As of 2019, the labour force in Selangor stood at 3.59 million people or 23% of Malaysia’s labour force.

The state also has the highest concentration of SMEs, about 20% of the total of close to 1 million SMEs in Malaysia.

Selangor has been topping Malaysia’s Covid-19 statistics with more than 1,000 new cases daily since May 5 and its numbers have been on the rise since Friday.

There were a total of 1,743 cases in the state yesterday, or 35.8% of the total of 4,865 new cases nationwide.

On Monday, Health Minister Datuk Seri Dr Adham Baba said if the MCO is unable to contain the spread, then a full MCO would be something that can be considered.

The Malaysian Employers Federation (MEF) supported the call for a stricter MCO but urged the authorities not to implement a full lockdown of the economy as such intervention would further stifle economic recovery.

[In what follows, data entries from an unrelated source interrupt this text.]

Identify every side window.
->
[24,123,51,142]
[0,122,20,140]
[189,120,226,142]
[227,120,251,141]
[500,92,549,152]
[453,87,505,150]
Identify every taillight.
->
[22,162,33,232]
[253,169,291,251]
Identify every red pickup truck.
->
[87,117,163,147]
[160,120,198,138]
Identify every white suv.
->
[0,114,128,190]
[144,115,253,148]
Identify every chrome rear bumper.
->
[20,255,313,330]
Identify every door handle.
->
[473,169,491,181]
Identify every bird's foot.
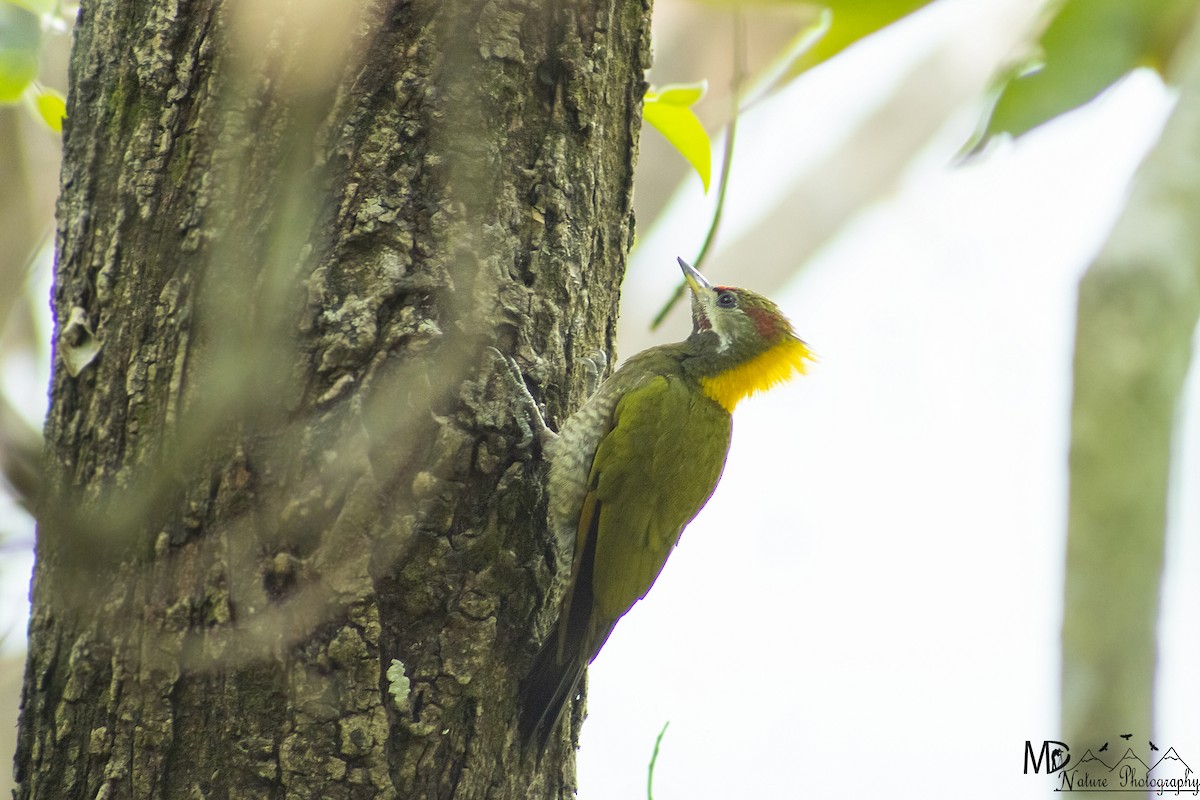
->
[583,350,608,397]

Its president Datuk Dr Syed Hussain Syed Husman said while the impact of a blanket MCO would be devastating to businesses and the economy, it is understood that there is a dire need to curb the rising number of new daily Covid-19 infections.

“Any decisions towards this end must also take into consideration the interest of business and preservation of livelihoods.

“As responsible employers and citizens, we are doing our utmost to comply with the prescribed SOPs to curb the spread of Covid-19, ” he said in a statement yesterday.